2.2.3 Mécanismes sous-jacents à la plasticité des cartes sensorielles

Tous les exemples traités précédemment indiquent deux périodes possibles d’apparition du phénomène de plasticité : il serait soit quasi-immédiat, soit surviendrait après plusieurs semaines. Cela laisse supposer que deux processus différents pourraient être à l’origine de la réorganisation. Les deux mécanismes proposés sont d’une part le démasquage de connections présentes mais initialement inactives et d’autre part la croissance de nouvelles connections (repousse neuronale).

Puisque la période de croissance de nouvelles connexions est assez longue, les phénomènes de réorganisation qui se produisent entre quelques minutes et plusieurs heures impliquent certainement le démasquage de synapses excitatrices latentes. Un tel démasquage a de multiples conséquences ; il peut induire une libération accrue de neurotransmetteurs excitateurs, une densité accrue de récepteurs postsynaptiques, des changements de conductance de la membrane augmentant les effets d’afférences faibles ou distantes, le déplacement d’éléments présynaptiques vers un site plus favorable, une diminution d’afférences inhibitrices ou encore une suppression de l’inhibition exercée par des afférences excitatrices (Kaas, 1991).

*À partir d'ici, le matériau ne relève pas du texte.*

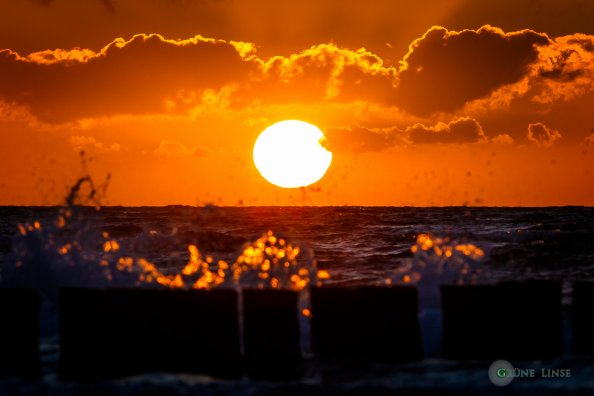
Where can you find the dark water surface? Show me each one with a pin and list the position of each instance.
(357, 245)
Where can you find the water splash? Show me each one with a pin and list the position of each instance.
(441, 259)
(70, 251)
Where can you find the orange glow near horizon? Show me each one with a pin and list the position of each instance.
(419, 105)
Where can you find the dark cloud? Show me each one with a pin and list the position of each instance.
(126, 77)
(460, 131)
(541, 135)
(360, 139)
(445, 69)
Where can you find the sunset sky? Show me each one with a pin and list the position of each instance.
(457, 102)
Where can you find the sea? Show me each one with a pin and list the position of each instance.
(51, 247)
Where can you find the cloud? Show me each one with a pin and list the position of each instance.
(80, 143)
(445, 69)
(460, 131)
(178, 150)
(125, 77)
(503, 138)
(541, 135)
(360, 139)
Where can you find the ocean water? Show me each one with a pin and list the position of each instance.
(354, 245)
(357, 245)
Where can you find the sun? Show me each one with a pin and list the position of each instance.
(290, 154)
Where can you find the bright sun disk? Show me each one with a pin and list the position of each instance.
(290, 154)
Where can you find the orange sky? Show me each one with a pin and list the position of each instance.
(423, 103)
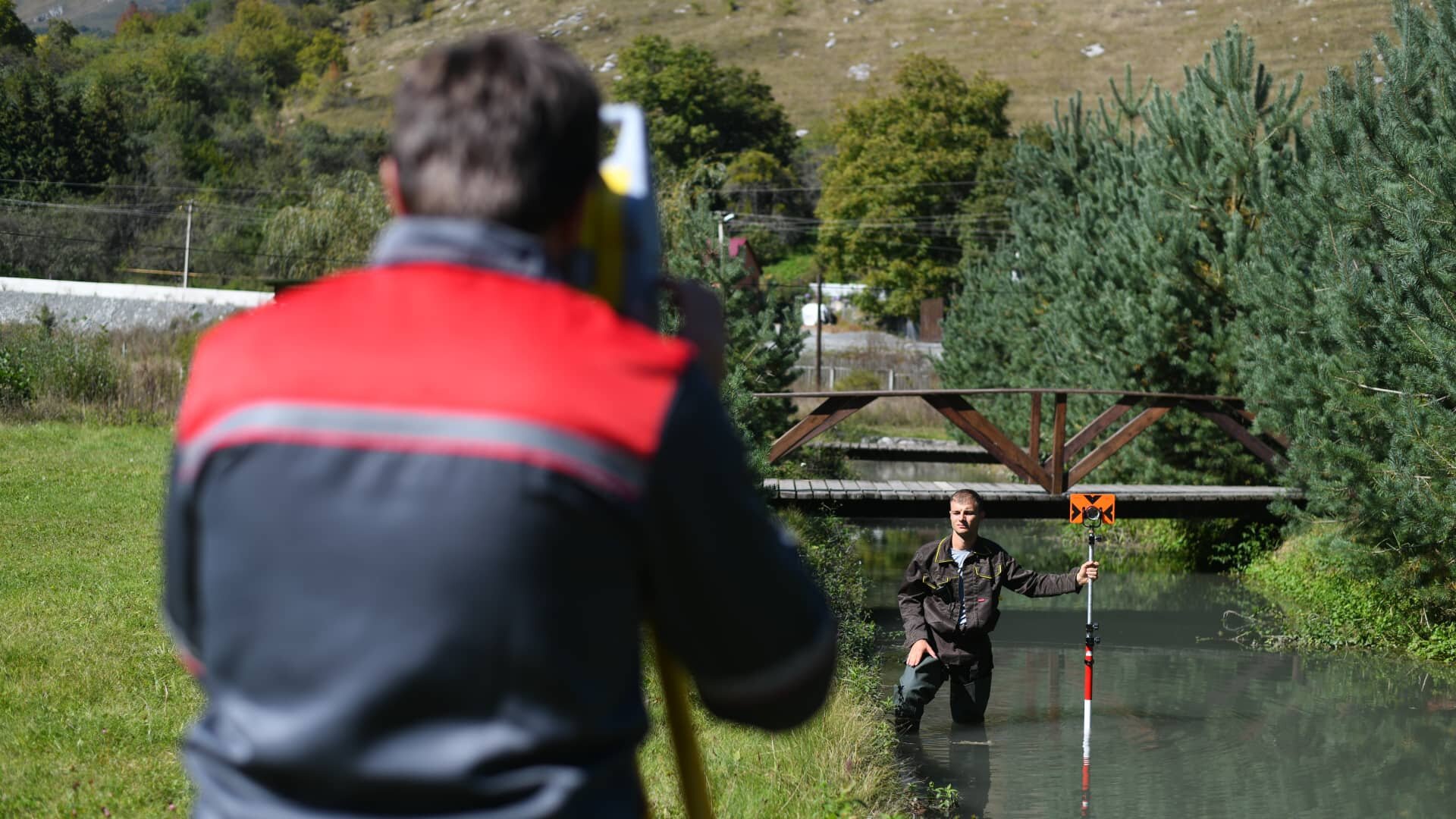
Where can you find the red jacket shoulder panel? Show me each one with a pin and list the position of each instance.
(435, 337)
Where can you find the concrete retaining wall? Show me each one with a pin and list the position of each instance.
(91, 305)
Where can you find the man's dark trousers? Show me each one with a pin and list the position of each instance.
(919, 684)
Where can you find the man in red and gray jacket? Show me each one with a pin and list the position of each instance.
(419, 512)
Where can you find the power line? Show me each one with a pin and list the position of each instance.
(946, 184)
(196, 248)
(120, 187)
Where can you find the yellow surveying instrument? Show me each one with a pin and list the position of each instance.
(619, 251)
(618, 260)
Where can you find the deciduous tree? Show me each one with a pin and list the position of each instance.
(699, 110)
(903, 168)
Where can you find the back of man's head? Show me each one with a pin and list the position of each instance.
(501, 129)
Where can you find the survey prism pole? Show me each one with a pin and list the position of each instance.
(1087, 686)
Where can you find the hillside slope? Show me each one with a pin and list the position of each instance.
(814, 53)
(829, 50)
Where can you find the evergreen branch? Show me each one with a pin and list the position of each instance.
(1432, 397)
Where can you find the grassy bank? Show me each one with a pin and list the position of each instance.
(92, 703)
(1327, 599)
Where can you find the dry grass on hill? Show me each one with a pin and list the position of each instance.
(810, 52)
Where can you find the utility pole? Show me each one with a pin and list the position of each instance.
(187, 245)
(819, 330)
(723, 251)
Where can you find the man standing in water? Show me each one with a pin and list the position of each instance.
(949, 601)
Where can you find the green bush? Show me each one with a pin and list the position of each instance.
(17, 376)
(827, 547)
(41, 362)
(1329, 599)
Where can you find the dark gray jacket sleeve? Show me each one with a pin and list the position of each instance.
(727, 592)
(1037, 585)
(912, 602)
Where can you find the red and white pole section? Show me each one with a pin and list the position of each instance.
(1087, 689)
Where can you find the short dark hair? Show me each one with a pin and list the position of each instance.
(501, 129)
(967, 494)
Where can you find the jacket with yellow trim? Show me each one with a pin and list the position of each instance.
(932, 589)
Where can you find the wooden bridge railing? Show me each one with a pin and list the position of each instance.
(1050, 469)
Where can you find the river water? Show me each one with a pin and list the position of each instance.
(1184, 720)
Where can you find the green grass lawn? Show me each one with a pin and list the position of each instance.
(93, 704)
(92, 701)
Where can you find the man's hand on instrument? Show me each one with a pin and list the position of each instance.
(918, 653)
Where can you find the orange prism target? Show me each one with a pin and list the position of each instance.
(1104, 503)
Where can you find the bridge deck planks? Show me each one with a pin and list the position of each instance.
(929, 499)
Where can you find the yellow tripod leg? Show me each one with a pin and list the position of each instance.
(685, 742)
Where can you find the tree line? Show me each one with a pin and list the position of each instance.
(1231, 238)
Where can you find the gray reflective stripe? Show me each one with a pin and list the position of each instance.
(466, 435)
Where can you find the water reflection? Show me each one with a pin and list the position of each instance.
(1184, 722)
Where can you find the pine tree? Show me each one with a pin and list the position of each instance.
(1353, 311)
(1126, 231)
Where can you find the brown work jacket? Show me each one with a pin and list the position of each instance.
(932, 591)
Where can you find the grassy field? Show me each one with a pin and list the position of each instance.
(92, 703)
(807, 49)
(91, 698)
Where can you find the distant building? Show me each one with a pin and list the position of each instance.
(739, 248)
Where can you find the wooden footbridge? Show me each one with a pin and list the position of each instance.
(1049, 472)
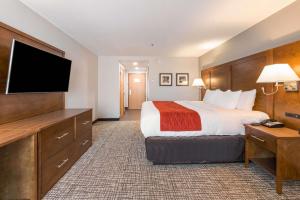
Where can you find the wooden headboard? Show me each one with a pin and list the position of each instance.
(19, 106)
(242, 74)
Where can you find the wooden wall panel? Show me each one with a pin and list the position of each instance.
(288, 101)
(205, 75)
(246, 71)
(221, 77)
(19, 106)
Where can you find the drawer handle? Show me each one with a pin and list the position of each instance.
(62, 136)
(62, 163)
(85, 123)
(84, 143)
(257, 138)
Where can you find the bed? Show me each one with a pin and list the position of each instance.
(220, 140)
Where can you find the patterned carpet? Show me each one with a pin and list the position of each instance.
(115, 167)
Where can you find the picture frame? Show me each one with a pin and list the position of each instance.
(182, 79)
(165, 79)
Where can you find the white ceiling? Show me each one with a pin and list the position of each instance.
(177, 28)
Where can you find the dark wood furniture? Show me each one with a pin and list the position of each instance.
(275, 149)
(51, 143)
(39, 139)
(243, 73)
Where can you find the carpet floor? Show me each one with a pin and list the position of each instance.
(115, 167)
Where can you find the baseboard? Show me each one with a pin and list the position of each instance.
(106, 119)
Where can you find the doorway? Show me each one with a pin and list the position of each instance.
(136, 90)
(122, 103)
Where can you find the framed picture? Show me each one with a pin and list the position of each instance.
(182, 79)
(165, 79)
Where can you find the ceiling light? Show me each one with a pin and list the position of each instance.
(210, 44)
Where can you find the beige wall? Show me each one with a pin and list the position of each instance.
(83, 81)
(108, 81)
(281, 28)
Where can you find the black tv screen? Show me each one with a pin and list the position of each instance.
(34, 70)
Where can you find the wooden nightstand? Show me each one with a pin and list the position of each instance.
(275, 149)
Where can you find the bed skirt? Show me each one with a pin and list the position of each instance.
(199, 149)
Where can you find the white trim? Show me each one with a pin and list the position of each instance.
(147, 85)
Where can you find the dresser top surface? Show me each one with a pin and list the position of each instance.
(17, 130)
(277, 132)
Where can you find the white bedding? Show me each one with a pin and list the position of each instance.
(214, 120)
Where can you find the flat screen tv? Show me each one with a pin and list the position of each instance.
(36, 71)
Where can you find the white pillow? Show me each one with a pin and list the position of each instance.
(210, 96)
(247, 100)
(228, 99)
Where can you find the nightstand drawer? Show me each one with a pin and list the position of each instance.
(262, 139)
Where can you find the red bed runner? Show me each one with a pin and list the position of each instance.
(175, 117)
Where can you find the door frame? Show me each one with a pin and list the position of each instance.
(146, 86)
(121, 107)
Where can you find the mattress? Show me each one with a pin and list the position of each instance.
(214, 120)
(200, 149)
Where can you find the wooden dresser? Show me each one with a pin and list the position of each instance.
(53, 142)
(275, 149)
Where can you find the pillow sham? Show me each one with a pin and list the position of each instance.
(247, 100)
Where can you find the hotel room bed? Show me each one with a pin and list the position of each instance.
(221, 138)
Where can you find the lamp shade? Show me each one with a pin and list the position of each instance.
(277, 73)
(198, 82)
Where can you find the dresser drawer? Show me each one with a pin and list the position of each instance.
(55, 167)
(262, 139)
(57, 137)
(84, 125)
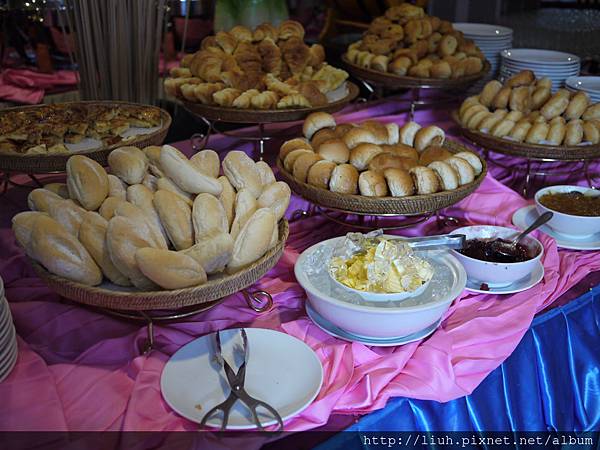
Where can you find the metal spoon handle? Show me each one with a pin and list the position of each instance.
(541, 220)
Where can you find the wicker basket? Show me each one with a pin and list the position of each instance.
(233, 115)
(218, 287)
(384, 206)
(393, 81)
(58, 162)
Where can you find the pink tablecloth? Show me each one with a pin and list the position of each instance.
(81, 370)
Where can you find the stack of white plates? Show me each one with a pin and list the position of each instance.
(557, 66)
(589, 85)
(8, 337)
(491, 40)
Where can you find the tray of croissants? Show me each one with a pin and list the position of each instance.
(265, 74)
(407, 48)
(375, 168)
(159, 231)
(523, 117)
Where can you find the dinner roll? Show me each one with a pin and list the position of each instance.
(316, 121)
(344, 179)
(399, 181)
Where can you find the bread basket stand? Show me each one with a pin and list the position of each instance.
(448, 90)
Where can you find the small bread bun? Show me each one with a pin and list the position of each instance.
(399, 181)
(466, 173)
(344, 179)
(425, 179)
(472, 159)
(315, 122)
(408, 132)
(334, 150)
(372, 184)
(446, 174)
(427, 136)
(302, 164)
(320, 173)
(361, 155)
(293, 144)
(577, 106)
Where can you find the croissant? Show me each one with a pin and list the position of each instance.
(293, 101)
(289, 29)
(243, 101)
(264, 100)
(226, 97)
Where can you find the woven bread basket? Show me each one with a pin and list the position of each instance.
(216, 288)
(47, 163)
(391, 80)
(405, 206)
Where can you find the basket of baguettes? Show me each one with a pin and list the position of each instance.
(268, 73)
(374, 168)
(161, 231)
(522, 117)
(407, 48)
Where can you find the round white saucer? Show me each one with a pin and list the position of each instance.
(336, 331)
(525, 216)
(523, 284)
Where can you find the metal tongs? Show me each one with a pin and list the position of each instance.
(236, 384)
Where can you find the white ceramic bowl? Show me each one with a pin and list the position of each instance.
(493, 273)
(575, 227)
(379, 320)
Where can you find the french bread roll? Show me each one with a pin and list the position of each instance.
(92, 234)
(316, 121)
(372, 184)
(87, 182)
(176, 217)
(185, 174)
(242, 172)
(123, 239)
(61, 253)
(130, 164)
(320, 173)
(41, 200)
(334, 150)
(227, 199)
(446, 174)
(277, 197)
(344, 179)
(253, 240)
(212, 251)
(59, 189)
(169, 269)
(208, 214)
(267, 176)
(165, 184)
(116, 187)
(207, 162)
(400, 183)
(466, 173)
(361, 155)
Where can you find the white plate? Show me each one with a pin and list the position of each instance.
(518, 286)
(525, 216)
(337, 332)
(281, 370)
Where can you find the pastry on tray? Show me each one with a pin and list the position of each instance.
(375, 159)
(158, 221)
(47, 128)
(265, 68)
(407, 42)
(524, 109)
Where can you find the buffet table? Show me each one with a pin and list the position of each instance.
(69, 356)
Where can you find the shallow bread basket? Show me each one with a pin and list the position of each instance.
(108, 295)
(359, 204)
(57, 162)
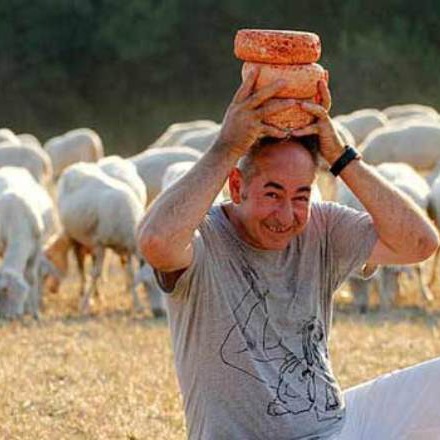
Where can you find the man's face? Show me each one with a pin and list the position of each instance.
(274, 206)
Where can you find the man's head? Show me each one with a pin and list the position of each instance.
(271, 190)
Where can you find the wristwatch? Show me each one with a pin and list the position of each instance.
(350, 153)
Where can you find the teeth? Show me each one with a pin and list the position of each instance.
(277, 229)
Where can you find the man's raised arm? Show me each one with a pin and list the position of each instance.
(405, 234)
(166, 232)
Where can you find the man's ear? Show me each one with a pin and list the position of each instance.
(235, 185)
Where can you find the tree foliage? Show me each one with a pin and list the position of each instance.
(129, 68)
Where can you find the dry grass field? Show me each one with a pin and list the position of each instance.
(111, 375)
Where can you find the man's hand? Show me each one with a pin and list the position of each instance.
(243, 121)
(330, 144)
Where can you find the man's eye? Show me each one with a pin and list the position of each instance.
(302, 199)
(272, 195)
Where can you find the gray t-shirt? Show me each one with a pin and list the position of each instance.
(250, 328)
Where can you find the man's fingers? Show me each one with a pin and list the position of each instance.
(271, 131)
(315, 109)
(247, 85)
(265, 93)
(274, 106)
(324, 91)
(306, 131)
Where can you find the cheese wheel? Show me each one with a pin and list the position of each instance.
(277, 47)
(292, 118)
(302, 79)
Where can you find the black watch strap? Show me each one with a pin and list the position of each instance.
(350, 153)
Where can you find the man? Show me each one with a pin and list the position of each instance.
(250, 282)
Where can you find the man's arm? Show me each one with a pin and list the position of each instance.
(167, 230)
(405, 234)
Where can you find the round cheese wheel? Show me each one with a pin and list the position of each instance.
(292, 118)
(302, 79)
(277, 47)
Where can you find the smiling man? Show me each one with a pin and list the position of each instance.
(250, 281)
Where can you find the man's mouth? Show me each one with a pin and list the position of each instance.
(278, 229)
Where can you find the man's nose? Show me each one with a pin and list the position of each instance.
(286, 213)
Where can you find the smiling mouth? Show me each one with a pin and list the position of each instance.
(278, 229)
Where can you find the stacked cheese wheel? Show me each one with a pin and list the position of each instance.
(288, 55)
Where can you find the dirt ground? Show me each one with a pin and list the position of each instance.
(111, 375)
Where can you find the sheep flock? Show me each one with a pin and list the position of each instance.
(64, 203)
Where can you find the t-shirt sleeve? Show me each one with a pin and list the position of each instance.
(180, 289)
(352, 236)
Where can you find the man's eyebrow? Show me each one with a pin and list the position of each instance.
(275, 185)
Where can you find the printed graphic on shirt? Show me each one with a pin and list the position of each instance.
(300, 383)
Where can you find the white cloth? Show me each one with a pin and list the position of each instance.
(403, 405)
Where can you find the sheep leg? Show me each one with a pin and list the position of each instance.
(434, 269)
(129, 275)
(424, 288)
(96, 273)
(388, 287)
(32, 277)
(80, 257)
(360, 291)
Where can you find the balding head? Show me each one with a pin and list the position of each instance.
(305, 151)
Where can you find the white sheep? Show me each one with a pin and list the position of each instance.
(416, 144)
(434, 214)
(405, 110)
(79, 145)
(123, 171)
(35, 160)
(410, 182)
(170, 137)
(21, 182)
(21, 234)
(99, 212)
(126, 172)
(7, 135)
(362, 122)
(152, 164)
(29, 139)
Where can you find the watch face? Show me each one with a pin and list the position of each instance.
(350, 153)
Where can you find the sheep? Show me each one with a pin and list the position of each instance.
(36, 161)
(405, 110)
(151, 165)
(434, 213)
(22, 182)
(21, 232)
(29, 139)
(126, 172)
(409, 181)
(79, 145)
(99, 212)
(175, 131)
(362, 122)
(7, 135)
(115, 167)
(416, 144)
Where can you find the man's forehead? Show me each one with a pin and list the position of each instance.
(286, 157)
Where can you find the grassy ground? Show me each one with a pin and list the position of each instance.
(111, 375)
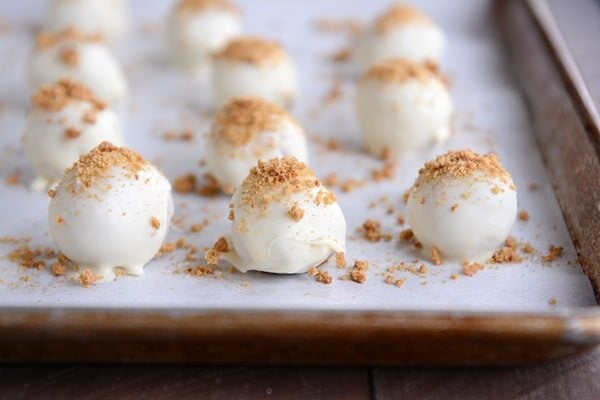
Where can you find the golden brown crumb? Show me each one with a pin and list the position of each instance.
(99, 161)
(57, 96)
(296, 213)
(242, 118)
(48, 39)
(345, 26)
(71, 133)
(508, 253)
(470, 269)
(276, 180)
(200, 270)
(154, 223)
(436, 256)
(340, 259)
(463, 163)
(69, 56)
(87, 277)
(401, 70)
(321, 276)
(553, 253)
(57, 269)
(397, 15)
(196, 6)
(252, 50)
(372, 230)
(359, 271)
(185, 184)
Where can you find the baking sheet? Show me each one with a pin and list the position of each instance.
(490, 116)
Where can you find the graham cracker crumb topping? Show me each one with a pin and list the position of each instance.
(398, 15)
(243, 118)
(57, 96)
(49, 39)
(400, 70)
(277, 180)
(296, 213)
(252, 50)
(462, 164)
(99, 162)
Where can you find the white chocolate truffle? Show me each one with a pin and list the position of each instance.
(250, 66)
(283, 220)
(81, 57)
(402, 106)
(400, 32)
(66, 121)
(462, 204)
(110, 209)
(106, 17)
(197, 29)
(248, 129)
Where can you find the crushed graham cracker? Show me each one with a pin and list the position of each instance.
(98, 163)
(276, 180)
(508, 253)
(242, 118)
(436, 256)
(296, 213)
(398, 15)
(57, 96)
(45, 40)
(252, 50)
(69, 56)
(197, 6)
(400, 70)
(462, 164)
(340, 259)
(359, 271)
(87, 277)
(470, 269)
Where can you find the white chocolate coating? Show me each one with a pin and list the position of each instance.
(479, 224)
(107, 17)
(96, 68)
(50, 151)
(230, 164)
(194, 36)
(113, 229)
(403, 116)
(275, 243)
(415, 41)
(273, 81)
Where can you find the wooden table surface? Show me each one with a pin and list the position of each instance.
(572, 378)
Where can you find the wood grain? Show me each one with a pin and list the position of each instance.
(571, 378)
(182, 382)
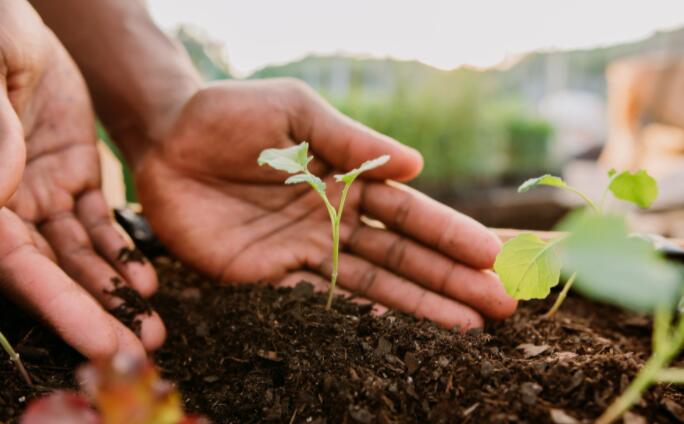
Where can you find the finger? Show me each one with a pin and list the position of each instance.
(39, 285)
(345, 143)
(93, 213)
(384, 287)
(480, 289)
(322, 285)
(12, 148)
(433, 224)
(75, 254)
(39, 242)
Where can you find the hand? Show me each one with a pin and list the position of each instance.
(211, 204)
(65, 218)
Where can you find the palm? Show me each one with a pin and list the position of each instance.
(216, 194)
(60, 201)
(216, 209)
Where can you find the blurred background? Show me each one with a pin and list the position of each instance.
(490, 92)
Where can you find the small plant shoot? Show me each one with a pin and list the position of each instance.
(14, 357)
(606, 263)
(530, 267)
(295, 160)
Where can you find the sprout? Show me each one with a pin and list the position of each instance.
(529, 267)
(295, 160)
(14, 357)
(608, 265)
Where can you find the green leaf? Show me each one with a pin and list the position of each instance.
(312, 180)
(350, 176)
(618, 269)
(638, 188)
(528, 267)
(290, 159)
(547, 179)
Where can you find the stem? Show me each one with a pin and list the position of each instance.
(14, 357)
(651, 371)
(561, 296)
(605, 191)
(336, 254)
(336, 218)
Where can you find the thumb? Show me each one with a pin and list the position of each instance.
(12, 149)
(345, 143)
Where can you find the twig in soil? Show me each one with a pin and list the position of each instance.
(14, 357)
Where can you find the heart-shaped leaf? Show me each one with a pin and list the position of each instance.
(548, 180)
(312, 180)
(290, 159)
(350, 176)
(638, 188)
(528, 267)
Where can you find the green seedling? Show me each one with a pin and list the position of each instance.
(295, 160)
(529, 267)
(605, 263)
(14, 357)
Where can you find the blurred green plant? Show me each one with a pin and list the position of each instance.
(606, 264)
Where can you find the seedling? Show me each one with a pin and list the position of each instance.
(605, 263)
(529, 267)
(295, 160)
(14, 357)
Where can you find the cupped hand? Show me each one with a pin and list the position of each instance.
(59, 214)
(215, 208)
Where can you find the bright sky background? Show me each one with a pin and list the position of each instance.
(442, 33)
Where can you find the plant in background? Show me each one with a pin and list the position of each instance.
(122, 390)
(605, 263)
(529, 267)
(295, 160)
(14, 357)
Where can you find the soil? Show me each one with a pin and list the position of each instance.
(253, 353)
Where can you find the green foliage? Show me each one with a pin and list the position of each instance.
(528, 267)
(638, 188)
(615, 268)
(547, 180)
(528, 144)
(350, 176)
(315, 182)
(295, 160)
(290, 159)
(609, 265)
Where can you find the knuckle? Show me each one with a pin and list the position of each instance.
(403, 209)
(367, 278)
(396, 253)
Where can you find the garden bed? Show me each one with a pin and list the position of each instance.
(254, 353)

Parmi toutes ces possibilités, la plus impliquée dans cette plasticité à court-terme est la suppression ou l’inhibition de synapses excitatrices, causée par une réduction de l’inhibition GABAergique. En effet, l’inhibition GABAergique est désormais considérée comme un des facteurs principaux dans la plasticité corticale. Le GABA est le neurotransmetteur inhibiteur le plus important dans le cerveau (Jones, 1993). Les neurones GABAergiques constituent entre 25 et 30% de la population neuronale dans le cortex et leur connections horizontales peuvent s’étendre à plus de 6 mm (Gilbert et Wiesel, 1992 ; Jones, 1993).

Mais cette plasticité n’est pas suffisante à elle seule pour expliquer les réorganisations observées au niveau cortical. En effet, la longueur des arborisations thalamo-corticales est parfois trop faible par rapport à l’expansion corticale observée dans les territoires adjacents (Florence et Kaas, 1995). A plus long-terme, d’autres mécanismes doivent donc s’ajouter au démasquage des connexions pré-existantes.

Dans les voies centrales, de nouvelles connexions pourraient se former entre des zones intactes et des zones situées dans la lésion et augmenter la représentation des fréquences saines. Ce phénomène de pousse neuronale a été démontré dans toutes les modalités (somesthésique : Florence et al., 1993, visuelle : Darian-Smith et Gilbert, 1994, auditive : Bilak et al., 1997).

Dans la modalité auditive, après une lésion périphérique provoquée par un traumatisme sonore, les neurones du noyau cochléaire sont capables de repousser (Bilak et al., 1997). Cette repousse axonale, ajoutée aux phénomènes de démasquage, pourrait expliquer toute la réorganisation corticale observée en cas de lésion périphérique.

Ces deux mécanismes pourraient expliquer les phénomènes de réorganisation se produisant lors de la suppression d’une partie de l’information afférente.

Dans l’exemple d’une perte auditive abrupte, le premier mécanisme de plasticité impliquerait la levée de l’inhibition exercée par les neurones situés dans la perte auditive vers les neurones localisés en bordure de perte. A plus long terme, les neurones situés dans les régions saines pourraient également envahir les régions voisines vacantes, ce qui modifierait la carte tonotopique corticale en faveur des régions saines de la cochlée. Cela engendrerait la sur-représentation de la dernière fréquence saine dans le cortex auditif.

Chez l’humain, il est cependant difficile de vérifier ces hypothèses, puisqu’il est d’une part particulièrement aléatoire de cibler précisément la date d’apparition de la perte auditive et que l’étude de réorganisation à si petite échelle est toujours inadaptée.